The recent cyber-attack caused disruption around the globe and has infected companies in an estimated 64 countries, including major banks, oil and gas organizations, law firms and advertising agencies. According to anti-virus vendor ESET, 80% of all infections were in Ukraine, with Germany second hardest hit with about 9%.
Generally, ransomware similar to the previous Wannacry attack spread via “worms”. The worms multiply exponentially until they discover a particularly vulnerable exploit within an organization. One of these is via the so-called EternalBlue hack – thought to have been developed by US NSA developers, which uses an exploit in protocol to let computers and other equipment talk to each other, known as the Server Message Block (SMB).
As of the publishing of this article, it is still unclear who was behind the cyberattack and just how far the damage could reach, but Petya is markedly the latest and perhaps most sophisticated in a series of attacks chipping away at the confidence that security teams have in their toolsets, procedures and processes.
Never Ending Arms Race
With the Ransomware spreading like wildfire across the globe, thousands of companies have been scrambling to safeguard their data. Microsoft Security Bulletin is recommending various security patches that were previously released to make sure that Petya Ransomware and its variants cannot progress. Additionally, Microsoft has provided a guide to help secure windows systems against the EternalBlue exploit opening up this particular brand of attack. For those that are already facing Petya, there doesn’t appear to be a way to restore corrupted filesystems, and no option to pay the ransom, because the Posteo webmail address given to pay the $300 ransom has been shut down.

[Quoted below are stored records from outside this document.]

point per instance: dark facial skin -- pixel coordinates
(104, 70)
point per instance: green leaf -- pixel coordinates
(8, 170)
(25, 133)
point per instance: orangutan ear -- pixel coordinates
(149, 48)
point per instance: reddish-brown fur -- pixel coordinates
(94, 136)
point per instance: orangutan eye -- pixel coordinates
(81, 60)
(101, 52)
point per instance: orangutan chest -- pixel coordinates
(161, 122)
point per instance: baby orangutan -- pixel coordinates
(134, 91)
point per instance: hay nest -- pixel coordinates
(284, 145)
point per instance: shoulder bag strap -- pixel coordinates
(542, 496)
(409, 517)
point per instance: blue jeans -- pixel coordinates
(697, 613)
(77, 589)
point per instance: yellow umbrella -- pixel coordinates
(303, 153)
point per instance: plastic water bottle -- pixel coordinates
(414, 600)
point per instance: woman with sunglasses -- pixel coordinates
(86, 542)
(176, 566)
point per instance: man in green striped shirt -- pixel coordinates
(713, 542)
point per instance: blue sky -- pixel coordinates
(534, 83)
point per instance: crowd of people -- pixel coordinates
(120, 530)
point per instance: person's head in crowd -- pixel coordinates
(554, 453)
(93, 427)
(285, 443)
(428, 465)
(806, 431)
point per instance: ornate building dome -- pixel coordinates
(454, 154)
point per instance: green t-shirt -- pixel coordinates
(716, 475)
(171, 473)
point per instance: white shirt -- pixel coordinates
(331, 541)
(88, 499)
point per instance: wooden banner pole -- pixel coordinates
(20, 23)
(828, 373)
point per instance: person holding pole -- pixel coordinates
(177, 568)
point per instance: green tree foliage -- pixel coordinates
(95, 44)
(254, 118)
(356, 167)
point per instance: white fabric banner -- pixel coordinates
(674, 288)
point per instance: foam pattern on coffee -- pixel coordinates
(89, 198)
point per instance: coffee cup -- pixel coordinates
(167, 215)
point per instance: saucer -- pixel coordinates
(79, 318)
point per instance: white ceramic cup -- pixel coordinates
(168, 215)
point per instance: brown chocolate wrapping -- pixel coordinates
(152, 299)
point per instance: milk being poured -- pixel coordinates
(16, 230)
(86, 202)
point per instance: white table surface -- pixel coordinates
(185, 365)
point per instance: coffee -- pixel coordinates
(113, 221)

What security leaders should be considering is how dangerous it has become to have disconnected systems spitting out reports and failing to garner actionable intelligence. The ability to correlate these alerts in real time, manage cases efficiently and respond effectively has pushed Security Orchestration to the top of the security food chain in recent months.
So you installed a patch….now what? Time to consider Security Orchestration
Once we get beyond the immediate patchwork of solutions and accept that these attacks will continue, we need to think about how to best bolster response. Security orchestration allows for automation and improved capabilities to navigate the full scope of security operations and incident response activities from the initial alert through to remediation. Simply put, context, automation and analyst enablement ensures that the disease is cured, not just the symptoms.
Petya is a warning to companies struggling to keep up with alerts – and a clear use case for those struggling to create context from their data and efficiently run their SOC. Tightly coupled automation with threat management and investigation provides the ultimate balance of machine driven and analyst led response.
Having just passed the halfway mark for 2017, the threat landscape has now grown to have brought some of the largest and most critical global organizations to their knees, creating a ripple effect throughout world economies with no sign of slowing. WannaCry was a small warning in comparison to Petya, and if this trend continues, the next massive attack could be a tipping point.